As audience members told the protester to “get out” and “shut up,” DeSantis took the tense moment to resume one of his standard campaign lines.
“This is [what’s] wrong with the college system right there,” he said, a reference to the age of the protestors and the event’s proximity to Iowa State University, although it was unclear if they were college students.
However, because of that proximity to ISU, volunteers were handing out “Cyclones for DeSantis” stickers to people walking in.
The second protester interrupted DeSantis’ speech to ask “How much money are you getting from oil executives?” DeSantis responded by calling him rude and repeating his talking points on low gas prices and energy independence amid cheers from the audience.
A later question from the audience — regarding DeSantis’ position on providing small business loans to young people — prompted further censure of the “brick and ivy” college system which DeSantis said allows students to major in “Zombie studies” and indoctrinates them with liberal ideologies.
After the event, a group of college students sporting the “Cyclones for DeSantis” stickers headed out of Jethro’s, peeling the stickers off on the way. These students said that they were just wearing the stickers because someone handed them out, and that they were not DeSantis supporters. The group attended the event simply because, in the Iowan fashion, they were able to.
Nineteen-year-old David Hauber, a student at the University of Iowa, said he found the governor’s remarks to be alienating for young people and college students in particular.
“I don’t understand why [DeSantis] is so obsessed with thinking that colleges and indoctrinate people,” Hauber said. “There’s no indoctrination and it’s not like colleges are overtly Democrat.”
Hauber said he felt these tactics may help draw older voters in, but distance DeSantis from a whole base of potential voters who seem to be ignored.
“I feel like a lot of the younger generation is Democrat. And that’s where they’re getting that from,” Hauber said. “And they just say, ‘Oh, it’s indoctrination.’ I feel like it’s an easy hit point for them.”
However, he also criticized the protesters for their behavior at the rally: “I just wonder, what are you here to gain?
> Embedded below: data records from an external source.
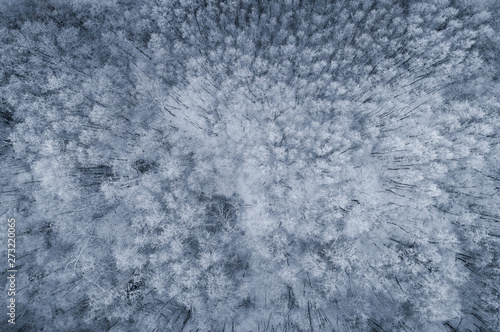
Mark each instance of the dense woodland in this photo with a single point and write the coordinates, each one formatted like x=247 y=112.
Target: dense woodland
x=295 y=165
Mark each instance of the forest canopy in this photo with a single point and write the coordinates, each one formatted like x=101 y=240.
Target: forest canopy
x=184 y=165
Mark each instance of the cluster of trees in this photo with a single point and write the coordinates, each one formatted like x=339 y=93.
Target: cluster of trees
x=252 y=165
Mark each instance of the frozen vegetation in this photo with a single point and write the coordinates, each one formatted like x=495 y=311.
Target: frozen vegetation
x=178 y=165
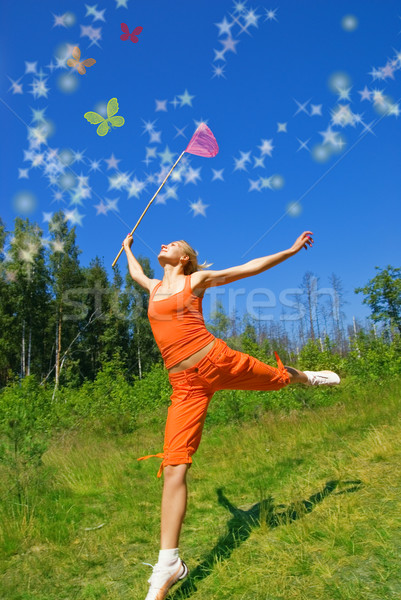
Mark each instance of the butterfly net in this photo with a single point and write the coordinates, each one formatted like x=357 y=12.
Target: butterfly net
x=203 y=142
It’s disrespectful,” Hauber said.
Hauber is a registered Democrat and came to the event with friends hoping to ask questions and hear from the opposing side. His friend John Higgins, an 18-year-old student at the University of Minnesota and a fellow Democrat, was disappointed that he wasn’t able to ask his questions of DeSantis.
Hauber wanted to question DeSantis’ view on super-PACs, considering the candidate’s own criticism of Haley’s donations. Eighteen-year-old Allie Enyart, a student at the University of Nebraska-Lincoln and also a Democrat, suggested that DeSantis’ attacks on Haley were hypocritical.
“I thought it was interesting how he kept talking about Nikki Haley and being for the lobbyists when [DeSantis] accepts more lobbying money than any other Republican candidate currently in the race,” Enyart said.
Enyart said she was similarly frustrated by DeSantis’ criticism of college students, and mentioned that a woman in the crowd next to her aggressively yelled at her after one protester was escorted out, asking if she was “one of them too” because of her age.
“He was pushing so hard for his anti-woke agenda. It came off the wrong way to me — it sounds extremely homophobic and xenophobic, especially,” Higgins said. “Multiple times he mentioned that he wanted to remove the ‘woke’ from the military.”
Sagetz also felt that DeSantis’ comments about higher education were out of touch with reality.
“I completely disagree with him on this,” Sagetz said. “I think that the majority of my professors are conservative and lowkey are pretty aggressive about their political opinions.”